Mémé Santerre, une vie, de Serge Grafteaux

lu 2018 09_serge grafteaux_meme santerre une vie

L'histoire : la vie de Marie-Catherine Gardez épouse Santerre, née en 1891 dans un coron. Famille pauvre, vie de peu, travail harrassant dès l'enfance (au coron l'hiver, en Normandie l'été), elle a traversé deux guerres, le Front Populaire, s'est mariée par amour, a eu un enfant, a changé de métier, de région, etc. Et dans la première moitié des années 1970, elle croise le chemin de Serge Grafteaux, à qui elle raconte sa vie, et il la met par écrit pour donner ce livre poignant. 

 

Mon avis : un témoignage précieux. Marie-Catherine naît à une époque dont on peine aujourd'hui à imaginer le quotidien, même si cette époque n'est pas si éloignée de nous que ça (mon arrière-grand-mère, que j'ai connue jusqu'à mon adolescence, était de cette génération, donc ça me parle !). Pas d'électricité, pas d'eau courante, pas de congés payés, pas de temps de travail raisonnable, pas de sécurité sociale quelle qu'elle soit, une majorité de gens qui travaillent très dur dès l'enfance pour des salaires misérables qui leur paient à peine de quoi manger, souvent on a faim, on a froid, les conditions de vie sont dures, très dures. Et pourtant, on ne se plaignait pas, Marie-Catherine le répète beaucoup, "on ne se plaignait pas", on était heureux, il y avait plus malheureux que nous, "nous étions contents de retrouver le grand air", etc. Même ce raisonnement pourrait être aujourd'hui presque difficile à accepter, tant les progrès de qualité de vie depuis nous semblent justes et "normaux", et tant on peine à accepter qu'on puisse se contenter avec sérénité de si peu et se résigner à tant d'injustice. Du coup, c'est une sacrée leçon, un rappel à l'ordre intéressant, même si évidemment, il reste discutable de le voir comme tel, parce que c'est avant tout un témoignage, surtout pas un jugement. Et puis bien sûr, on s'attache à ce personnage ordinaire, à cette femme courageuse et opiniâtre, qui n'est ni une héroïne, ni une passionnaria, qui traverse l'histoire, ou plutôt dont l'histoire traverse la vie, presque sans le faire exprès, pour y laisser des marques. Sa vie va la malmener, être vraiment rude, puis s'améliorer et être bouleversée par les progrès techniques et sociaux, elle le constate sans forcément le glorifier, parce qu'elle connaît aussi le revers de tout ça.
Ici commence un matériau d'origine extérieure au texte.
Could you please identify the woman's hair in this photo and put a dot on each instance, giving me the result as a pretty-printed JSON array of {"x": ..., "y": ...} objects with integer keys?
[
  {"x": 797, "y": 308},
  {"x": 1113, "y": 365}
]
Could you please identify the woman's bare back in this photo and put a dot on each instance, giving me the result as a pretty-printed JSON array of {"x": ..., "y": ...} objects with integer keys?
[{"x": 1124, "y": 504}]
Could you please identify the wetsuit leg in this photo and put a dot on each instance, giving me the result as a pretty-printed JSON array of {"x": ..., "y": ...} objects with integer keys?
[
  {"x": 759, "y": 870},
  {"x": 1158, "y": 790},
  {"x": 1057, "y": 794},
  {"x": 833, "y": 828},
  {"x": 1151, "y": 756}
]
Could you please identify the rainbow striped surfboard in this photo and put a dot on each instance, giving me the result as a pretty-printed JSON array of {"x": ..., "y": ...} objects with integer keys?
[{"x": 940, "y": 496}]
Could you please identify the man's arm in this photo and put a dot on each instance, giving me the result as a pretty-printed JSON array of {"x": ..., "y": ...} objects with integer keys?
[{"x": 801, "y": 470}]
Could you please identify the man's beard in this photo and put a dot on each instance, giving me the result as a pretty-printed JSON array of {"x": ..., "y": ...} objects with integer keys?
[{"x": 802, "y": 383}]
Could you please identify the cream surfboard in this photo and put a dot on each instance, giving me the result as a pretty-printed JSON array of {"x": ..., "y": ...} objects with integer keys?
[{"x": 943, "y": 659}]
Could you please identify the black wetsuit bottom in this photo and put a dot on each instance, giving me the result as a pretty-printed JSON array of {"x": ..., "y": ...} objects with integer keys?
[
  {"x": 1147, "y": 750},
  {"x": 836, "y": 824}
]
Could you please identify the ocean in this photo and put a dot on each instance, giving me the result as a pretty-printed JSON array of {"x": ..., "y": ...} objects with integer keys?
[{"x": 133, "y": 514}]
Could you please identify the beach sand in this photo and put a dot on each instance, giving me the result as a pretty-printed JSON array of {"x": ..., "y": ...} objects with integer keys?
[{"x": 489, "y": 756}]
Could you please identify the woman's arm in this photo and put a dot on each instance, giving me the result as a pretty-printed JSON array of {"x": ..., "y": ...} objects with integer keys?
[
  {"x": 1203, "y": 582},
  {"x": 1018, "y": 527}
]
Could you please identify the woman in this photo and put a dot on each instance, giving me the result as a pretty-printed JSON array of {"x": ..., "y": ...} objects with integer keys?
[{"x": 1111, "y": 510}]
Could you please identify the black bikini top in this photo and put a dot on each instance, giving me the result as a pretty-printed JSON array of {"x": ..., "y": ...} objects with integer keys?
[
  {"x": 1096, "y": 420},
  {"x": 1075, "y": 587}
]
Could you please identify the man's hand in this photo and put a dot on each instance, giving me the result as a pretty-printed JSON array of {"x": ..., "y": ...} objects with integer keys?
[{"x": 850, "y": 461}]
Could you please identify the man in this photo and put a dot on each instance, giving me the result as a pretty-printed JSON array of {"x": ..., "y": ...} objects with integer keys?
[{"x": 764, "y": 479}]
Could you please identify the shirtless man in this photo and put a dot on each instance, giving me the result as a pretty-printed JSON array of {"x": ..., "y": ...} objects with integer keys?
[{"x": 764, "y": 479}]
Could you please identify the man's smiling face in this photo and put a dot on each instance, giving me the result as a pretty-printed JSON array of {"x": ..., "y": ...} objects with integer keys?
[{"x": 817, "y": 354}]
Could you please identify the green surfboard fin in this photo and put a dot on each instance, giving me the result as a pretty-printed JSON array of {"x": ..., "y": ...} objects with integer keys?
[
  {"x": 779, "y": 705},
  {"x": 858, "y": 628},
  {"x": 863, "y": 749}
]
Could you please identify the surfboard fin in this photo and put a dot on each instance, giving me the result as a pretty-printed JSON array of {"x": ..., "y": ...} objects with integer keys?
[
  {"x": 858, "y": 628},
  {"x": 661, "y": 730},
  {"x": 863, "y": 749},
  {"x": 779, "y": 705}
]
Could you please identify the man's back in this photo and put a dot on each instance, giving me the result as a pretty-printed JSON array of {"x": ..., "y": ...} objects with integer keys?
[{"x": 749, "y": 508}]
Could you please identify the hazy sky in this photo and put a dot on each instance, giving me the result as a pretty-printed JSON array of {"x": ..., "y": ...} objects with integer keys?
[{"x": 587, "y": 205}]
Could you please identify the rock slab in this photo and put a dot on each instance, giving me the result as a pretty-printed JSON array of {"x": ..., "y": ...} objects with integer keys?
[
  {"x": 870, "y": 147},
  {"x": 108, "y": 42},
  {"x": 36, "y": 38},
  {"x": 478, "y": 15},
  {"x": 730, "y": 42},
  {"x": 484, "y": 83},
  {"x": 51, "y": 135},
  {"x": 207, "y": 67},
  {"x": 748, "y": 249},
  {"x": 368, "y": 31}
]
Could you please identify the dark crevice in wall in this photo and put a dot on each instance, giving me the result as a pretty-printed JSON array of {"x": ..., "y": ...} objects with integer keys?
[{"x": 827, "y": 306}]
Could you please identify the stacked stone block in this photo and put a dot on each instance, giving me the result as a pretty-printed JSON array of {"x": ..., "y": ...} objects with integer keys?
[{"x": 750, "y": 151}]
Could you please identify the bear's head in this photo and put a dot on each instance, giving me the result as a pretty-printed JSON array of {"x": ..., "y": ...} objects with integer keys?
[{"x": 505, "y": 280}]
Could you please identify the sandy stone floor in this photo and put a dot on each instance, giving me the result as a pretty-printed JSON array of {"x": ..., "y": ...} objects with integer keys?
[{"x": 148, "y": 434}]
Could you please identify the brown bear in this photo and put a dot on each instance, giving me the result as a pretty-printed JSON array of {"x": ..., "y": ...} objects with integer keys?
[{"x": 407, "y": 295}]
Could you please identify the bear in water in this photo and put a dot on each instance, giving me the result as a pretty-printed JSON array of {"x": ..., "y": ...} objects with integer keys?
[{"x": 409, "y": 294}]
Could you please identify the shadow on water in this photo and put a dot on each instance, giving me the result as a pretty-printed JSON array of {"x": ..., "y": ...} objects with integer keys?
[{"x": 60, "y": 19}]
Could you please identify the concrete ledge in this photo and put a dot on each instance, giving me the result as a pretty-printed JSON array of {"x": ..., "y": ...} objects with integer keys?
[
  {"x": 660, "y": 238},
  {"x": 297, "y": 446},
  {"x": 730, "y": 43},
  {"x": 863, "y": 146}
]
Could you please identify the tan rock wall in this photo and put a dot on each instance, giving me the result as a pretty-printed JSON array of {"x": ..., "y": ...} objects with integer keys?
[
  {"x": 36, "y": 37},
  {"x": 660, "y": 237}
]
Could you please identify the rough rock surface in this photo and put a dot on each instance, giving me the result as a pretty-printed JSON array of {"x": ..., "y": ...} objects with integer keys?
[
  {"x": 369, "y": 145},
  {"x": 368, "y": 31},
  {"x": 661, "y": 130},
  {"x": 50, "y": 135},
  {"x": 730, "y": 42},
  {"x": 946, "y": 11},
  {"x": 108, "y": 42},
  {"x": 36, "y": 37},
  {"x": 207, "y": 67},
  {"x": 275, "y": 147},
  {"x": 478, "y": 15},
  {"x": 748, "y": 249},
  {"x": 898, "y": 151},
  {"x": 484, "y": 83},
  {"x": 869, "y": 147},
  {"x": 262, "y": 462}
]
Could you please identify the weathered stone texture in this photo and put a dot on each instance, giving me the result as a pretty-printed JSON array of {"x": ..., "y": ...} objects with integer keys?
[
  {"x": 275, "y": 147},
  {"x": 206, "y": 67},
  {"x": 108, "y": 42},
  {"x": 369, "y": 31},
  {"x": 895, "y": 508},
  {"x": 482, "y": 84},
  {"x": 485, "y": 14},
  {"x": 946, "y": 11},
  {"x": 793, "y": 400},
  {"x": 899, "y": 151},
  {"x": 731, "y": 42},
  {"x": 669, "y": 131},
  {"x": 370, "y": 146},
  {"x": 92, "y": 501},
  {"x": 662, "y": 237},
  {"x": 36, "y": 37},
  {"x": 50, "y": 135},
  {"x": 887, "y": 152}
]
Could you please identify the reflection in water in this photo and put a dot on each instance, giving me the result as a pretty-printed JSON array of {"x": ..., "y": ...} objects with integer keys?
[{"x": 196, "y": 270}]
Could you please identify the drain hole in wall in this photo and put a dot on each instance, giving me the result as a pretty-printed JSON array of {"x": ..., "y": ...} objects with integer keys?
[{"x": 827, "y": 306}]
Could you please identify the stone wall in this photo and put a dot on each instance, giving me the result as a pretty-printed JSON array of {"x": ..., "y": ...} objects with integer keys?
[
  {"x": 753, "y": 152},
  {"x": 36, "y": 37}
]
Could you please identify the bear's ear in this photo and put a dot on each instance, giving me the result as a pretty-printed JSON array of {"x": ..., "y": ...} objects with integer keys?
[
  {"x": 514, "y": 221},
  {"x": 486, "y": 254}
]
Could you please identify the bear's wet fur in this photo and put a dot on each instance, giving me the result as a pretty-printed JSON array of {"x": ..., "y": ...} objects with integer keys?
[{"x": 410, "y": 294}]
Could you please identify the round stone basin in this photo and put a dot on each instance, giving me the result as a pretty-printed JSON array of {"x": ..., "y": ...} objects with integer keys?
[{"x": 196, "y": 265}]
Bref, un témoignage sur un changement de monde, vu du côté des plus démunis, et du coup aussi un regard sur l'histoire différent de ce qu'on a l'habitude de lire, et ça fait du bien. Ici, les grandes histoires politiques qu'on nous narre habituellement, les coulisses des guerres et autres violences, n'existent quasi pas, elles ne sont qu'un arrière-plan dont on ne parle que des conséquences sur la vie quotidienne. Car l'essentiel de la vie est ailleurs. 

Un livre passionnant, j'ai vraiment beaucoup aimé !

 

***

Feuilletons...

extrait santerre 1

extrait santerre 2

 

 

p.64 : - Bénissez, Seigneur, ce repas que nous allons manger ici... Grâces à vous, mon Dieu ! Nous vous demandons aujourd'hui de rendre Marie-Catherine et Auguste heureux et bons époux. Amen.

Dieu l'a entendu, mon père... Heureux et bons époux, nous l'avons été, sans que rien, une minute, une seconde seulement, ne soit venu jamais nous séparer, sinon la mort contre laquelle on ne peut rien et qui nous emporte tous, qu'on soit riche, qu'on soit pauvre. 

C'est finalement, je trouve, la grande justice, et c'est pour cela que je suis très croyante. Le bonheur, il appartient à tous, qu'ils couchent dans des draps de fil ou dans de la paille... Ce qui compte, c'est d'être heureux dans son coeur, dans sa tête, même si on n'a pas de livret de caisse d'épargne. Et au fond, qui que nous soyons, est-ce qu'au bout du compte, nous ne mourons pas tous ? Est-ce que nous n'allons pas tous dans la même terre ? 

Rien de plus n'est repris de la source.